1 files changed, 121 insertions, 0 deletions

diff --git a/debian/open-infrastructure-dehydrated-tools.templates b/debian/open-infrastructure-dehydrated-tools.templates
new file mode 100644
index 0000000..a29c550
--- /dev/null
+++ b/debian/open-infrastructure-dehydrated-tools.templates
@@ -0,0 +1,121 @@
+Template: open-infrastructure-dehydrated-tools/title
+Type: title
+Description: dehydrated-tools: Setup
+
+Template: open-infrastructure-dehydrated-tools/auto-cleanup
+Type: boolean
+Default: no
+Description: dehydrated auto clean:
+ Please select the Certificate Authority to use with dehydrated.
+ .
+ If unsure, use letsencrypt (default).
+
+Template: open-infrastructure-dehydrated-tools/ca
+Type: select
+Choices: letsencrypt, letsencrypt-test, zerossl, buypass, buypass-test
+Default: letsencrypt
+Description: dehydrated Certificate Authority (CA):
+ Please select the Certificate Authority to use with dehydrated.
+ .
+ If unsure, use letsencrypt (default).
+
+Template: open-infrastructure-dehydrated-tools/challengetype
+Type: select
+Choices: dns-01, http-01
+Default: http-01
+Description: dehydrated Challenge Type:
+ Please select the challenge type to use with dehydrated.
+ .
+ If unsure, use http-01 (default).
+
+Template: open-infrastructure-dehydrated-tools/contact-email
+Type: string
+Default: 
+Description: dehydrated Contact Email:
+ Please select an optional contact email address for notifications of your CA.
+ .
+ If unsure, leave empty (default).
+
+Template: open-infrastructure-dehydrated-tools/key-algo
+Type: select
+Choices: prime256v1, rsa, secp384r1
+Default: secp384r1
+Description: dehydrated key algorithm:
+ Please select the key algorithm to use.
+ .
+ If unsure, use 'secp384r1' (default).
+
+Template: open-infrastructure-dehydrated-tools/ocsp-fetch
+Type: boolean
+Default: false
+Description: dehydrated OCSP fetch:
+ Should dehydrated automatically fetch the OCSP signature?
+ .
+ If unsure, use 'no' (default).
+
+Template: open-infrastructure-dehydrated-tools/ocsp-must-staple
+Type: boolean
+Default: false
+Description: dehydrated OCSP must staple:
+ Should dehydrated request certificates that must use OCSP stapling?
+ .
+ If unsure, use 'no' (default).
+
+Template: open-infrastructure-dehydrated-tools/preferred-chain
+Type: string
+Default: 
+Description: dehydrated preferred chain:
+ Should an alternative root certificate by used in the certificat verification chain?
+ .
+ If unsure, leave empty.
+
+Template: open-infrastructure-dehydrated-tools/basedir
+Type: string
+Default: 
+Description: dehydrated base directory:
+ Please enter the base directory where all the certificates are stored.
+ .
+ If unsure, use /var/lib/dehydrated (default).
+
+Template: open-infrastructure-dehydrated-tools/hooks
+Type: multiselect
+Choices: ${HOOKS_CHOICES}
+Default: 
+Description: dehydrated hooks:
+ Please select any hooks that should be enabled for dehydrated.
+
+Template: open-infrastructure-dehydrated-tools/domains
+Type: string
+Default: 
+Description: dehydrated domains:
+ Please enter the domains to be configured for dehydrated.
+ .
+ If unsure, leave empty (default) which will use the hostname
+ of the system.

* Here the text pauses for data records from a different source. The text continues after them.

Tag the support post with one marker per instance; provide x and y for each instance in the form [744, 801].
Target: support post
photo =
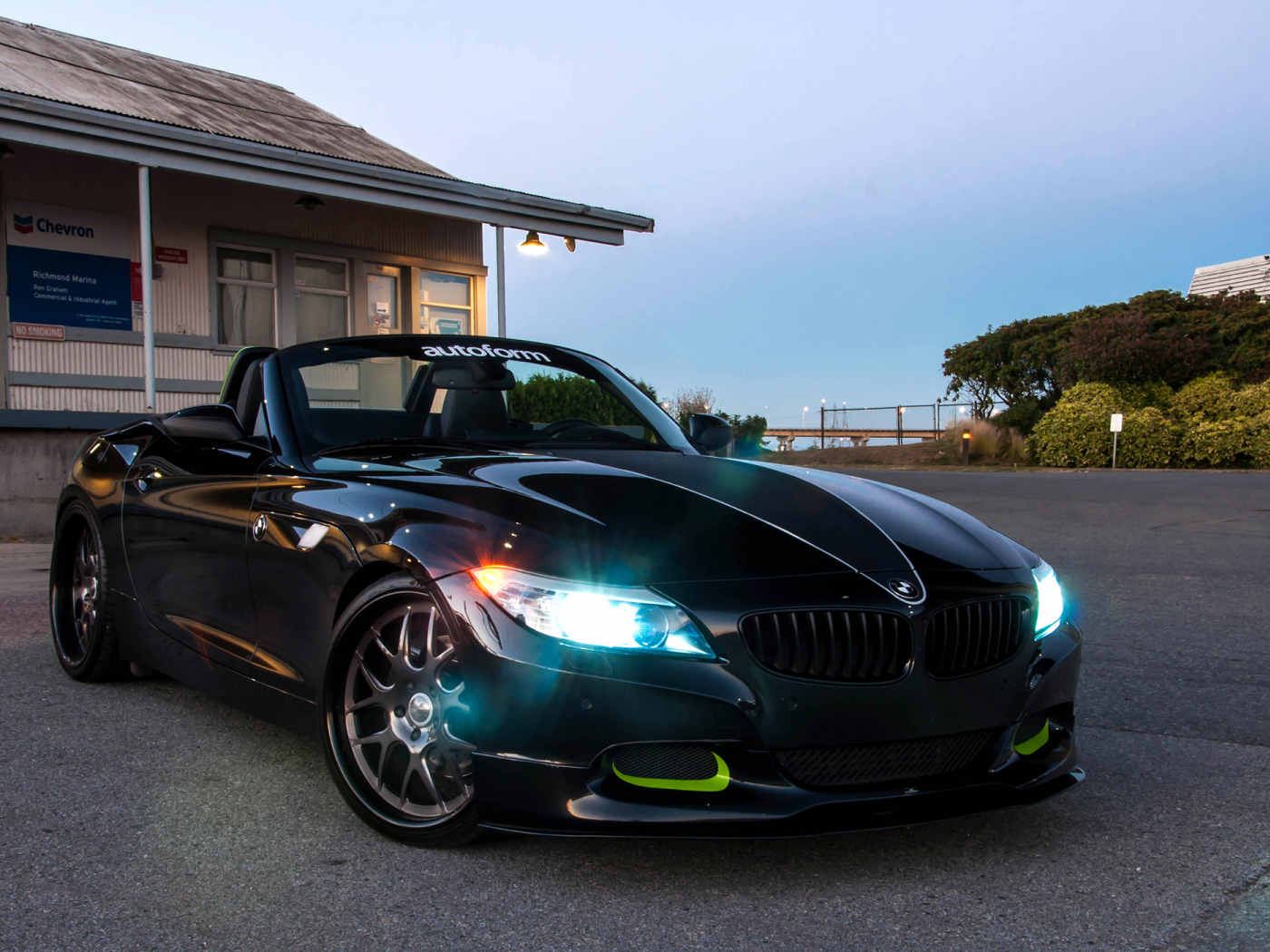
[148, 310]
[501, 262]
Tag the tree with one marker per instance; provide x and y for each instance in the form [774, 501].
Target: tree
[688, 402]
[747, 433]
[1155, 339]
[1015, 364]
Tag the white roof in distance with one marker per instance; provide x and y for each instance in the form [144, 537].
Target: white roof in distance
[1234, 277]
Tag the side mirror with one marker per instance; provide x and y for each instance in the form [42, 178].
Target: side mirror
[215, 423]
[711, 433]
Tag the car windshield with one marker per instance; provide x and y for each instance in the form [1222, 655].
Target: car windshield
[465, 390]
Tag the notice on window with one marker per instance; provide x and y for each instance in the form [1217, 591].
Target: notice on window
[67, 267]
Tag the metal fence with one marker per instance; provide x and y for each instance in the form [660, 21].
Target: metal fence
[924, 419]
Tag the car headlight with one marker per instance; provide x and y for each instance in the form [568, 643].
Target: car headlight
[606, 617]
[1050, 599]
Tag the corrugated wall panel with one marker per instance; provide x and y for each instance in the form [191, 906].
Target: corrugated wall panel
[124, 402]
[188, 364]
[114, 359]
[181, 292]
[75, 357]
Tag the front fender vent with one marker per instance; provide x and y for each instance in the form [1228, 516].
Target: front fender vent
[853, 647]
[975, 636]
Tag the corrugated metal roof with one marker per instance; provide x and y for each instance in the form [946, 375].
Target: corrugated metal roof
[67, 69]
[1234, 277]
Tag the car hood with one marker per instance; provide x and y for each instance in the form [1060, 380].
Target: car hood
[644, 517]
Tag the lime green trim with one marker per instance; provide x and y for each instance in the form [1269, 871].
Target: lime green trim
[1034, 744]
[718, 782]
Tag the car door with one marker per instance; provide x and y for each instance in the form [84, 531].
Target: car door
[298, 562]
[186, 526]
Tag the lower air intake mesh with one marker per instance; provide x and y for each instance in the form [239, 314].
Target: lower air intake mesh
[835, 768]
[667, 762]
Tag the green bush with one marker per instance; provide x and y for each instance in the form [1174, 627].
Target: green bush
[545, 397]
[1077, 431]
[1151, 441]
[1210, 397]
[1216, 442]
[1208, 423]
[1254, 400]
[1259, 441]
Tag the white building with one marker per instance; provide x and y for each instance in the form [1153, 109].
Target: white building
[1234, 277]
[237, 212]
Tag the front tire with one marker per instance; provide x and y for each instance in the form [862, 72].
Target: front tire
[394, 716]
[79, 599]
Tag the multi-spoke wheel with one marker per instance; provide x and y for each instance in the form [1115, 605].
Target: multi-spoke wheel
[79, 599]
[396, 717]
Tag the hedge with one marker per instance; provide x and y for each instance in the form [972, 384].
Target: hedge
[1151, 441]
[1209, 423]
[1212, 397]
[1076, 433]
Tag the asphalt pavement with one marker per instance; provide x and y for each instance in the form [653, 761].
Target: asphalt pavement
[142, 815]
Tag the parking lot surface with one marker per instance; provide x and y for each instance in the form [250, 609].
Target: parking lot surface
[142, 815]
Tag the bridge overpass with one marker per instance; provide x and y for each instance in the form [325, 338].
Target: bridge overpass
[859, 437]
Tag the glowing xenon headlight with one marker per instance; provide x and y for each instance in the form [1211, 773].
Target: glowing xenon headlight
[1050, 599]
[594, 616]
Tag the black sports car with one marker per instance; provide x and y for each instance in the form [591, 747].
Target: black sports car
[508, 592]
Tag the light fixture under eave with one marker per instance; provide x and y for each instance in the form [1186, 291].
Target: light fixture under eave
[532, 245]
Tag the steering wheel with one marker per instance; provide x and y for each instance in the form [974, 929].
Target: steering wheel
[554, 429]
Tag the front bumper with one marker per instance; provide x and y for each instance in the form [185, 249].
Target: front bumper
[530, 796]
[546, 721]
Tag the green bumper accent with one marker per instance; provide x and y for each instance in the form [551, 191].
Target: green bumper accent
[711, 783]
[1032, 744]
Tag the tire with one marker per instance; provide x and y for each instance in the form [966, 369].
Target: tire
[393, 714]
[79, 599]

Use 'none' to not generate any certificates.
+ .
+ Multiple certificates can be separated by '|', additional
+ names (SAN) can are whitespace separated.
+
+Template: open-infrastructure-dehydrated-tools/tsig
+Type: string
+Default: 
+Description: dehydrated TSIG:
+ When using the dehydrated-nsupdate hook, a TSIG can be used. If you like
+ to do so, please enter either the path to the TSIG file or the TSIG string
+ itself (format as used by nsupdate -y in algorithm:name:base64).
+ .
+ If unsure, leave empty (default).
+
+Template: open-infrastructure-dehydrated-tools/register
+Type: boolean
+Default: false
+Description: dehydrated register:
+ Should a 'dehydrated --register --accept-terms' be executed now to create
+ an account for this system with your CA.
+
+Template: open-infrastructure-dehydrated-tools/run
+Type: boolean
+Default: false
+Description: dehydrated:
+ Should a 'dehydrated --cron --keep-going' be executed now to renew
+ non-existent/changed/expiring certificates for this system.